As the festival energy in Indio, Calif. continued to thrive, another rested on the streets of Los Angeles following the loss of Nipsey Hussle. With the singer having ties to those close to the rapper like DJ Mustard, she says the shift in the city was hard to ignore.

"As weird as it sounds, you felt it," she said. "Even in the weather, it was super hot and then everyone got the news and it started raining. Just a weird energy shift." As a new L.A. resident, the singer says Nipsey's influence cannot be denied.

"I feel like the energy shift went both ways; everyone was really sad, grieving and mourning but everyone feels more inspired by what he was doing that they want to go out and do something and change in their community. It's still a very touchy subject in L.A., especially the people that I'm around since they were very close to him. I think everyone is super inspired to do better and try to be more like him, which is great to see. YG's whole set at Coachella was dedicated to him, I know Khalid had a dedication to Mac Miller. Everyone is super aware of what Nipsey was trying to do and how he wanted to change the world."

Engaging in The North Face's mission to explore seemed to be in the cards for Mai. Like many of us, Mai was familiar with the brand's effective coolness factor. "I remember running home and telling my mom that I needed a Jester Backpack because my cousin had one as well, and it's similar to the other stories, I wanted to be like my older cousin (laughs) so my mom ended up getting me one." But there's also the incentive to showcase the importance of stepping away from the phone screens and into leafy green forests.

"I'm such a live-in-the-moment person," she says of her lack of identity on social media. While she might share a thought or two on social media, Mai is interested in appreciating the world around her. "I feel like everyone is so consumed about documenting the day, you don't really get to live the day. You just watch it back but I like to have the memories in my head. Of course, sometimes, I'll take out my phone but I try to live in the moment as much as possible."

Part of that mission is ensuring Earth Day is celebrated the right way. With the support of Mai, Richardson, and Dimayuga, The North Face officially launched a petition to make Earth Day a national holiday.

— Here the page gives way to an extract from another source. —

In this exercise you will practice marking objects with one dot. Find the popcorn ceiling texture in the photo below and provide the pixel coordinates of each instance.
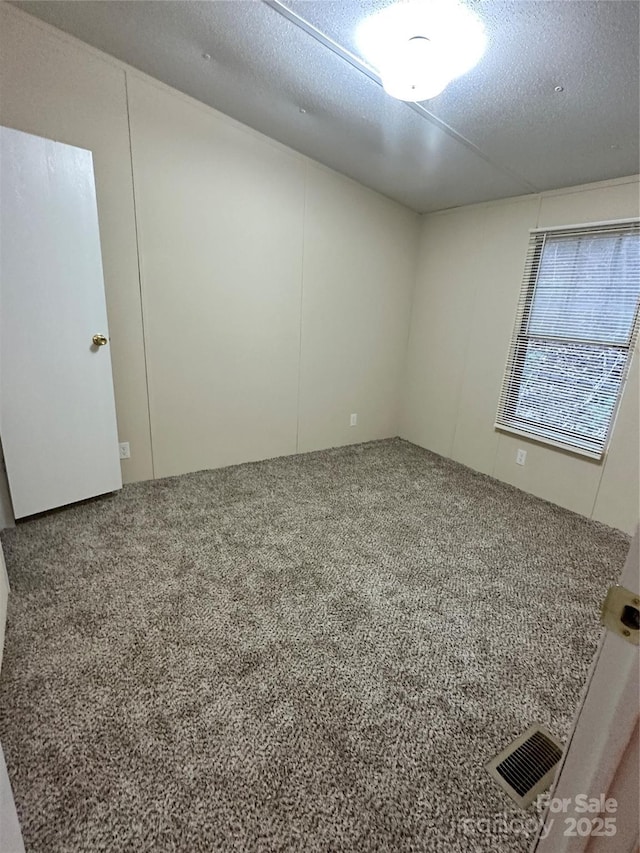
(312, 653)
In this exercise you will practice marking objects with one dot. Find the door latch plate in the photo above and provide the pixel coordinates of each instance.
(621, 613)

“The North Face is no stranger to exploration and this Earth Day we are proud to join our partners and fellow explorers in a global effort to make Earth Day a national holiday,” said Global General Manager of Lifestyle at The North Face, Tim Bantle. “We believe that when people take time to appreciate the Earth, they feel more connected to it and are more likely to protect it. Explore Mode urges us to unplug from our digital lives to connect in real life to the world, each other, and ourselves in the effort to move the world forward.”

Mai hasn't hit her all of her exploration goals just yet. "I really want to go to Indonesia or Bali," she said. "That's one of my Bucket List places I really, really, really wanna go." For her essentials, the singer knows she has to bring along a windbreaker set and of course, a jester backpack. "I think the backpack is the most important thing."

In addition to a few trips around the globe, one destination includes the studio for new music. While she hasn't had time to lock down a moment to record, the inspiration is sizzling.

"When I work in the studio, I like to be like there for a good amount of time," she explains. "I like to block off two to three weeks at a time, I don't like to go to different studios and different places, it's just a comfort thing but I'm very excited to get back cause I have a lot of talk about. I've seen so many different places and met so many new people and a lot that I didn't get to experience last year."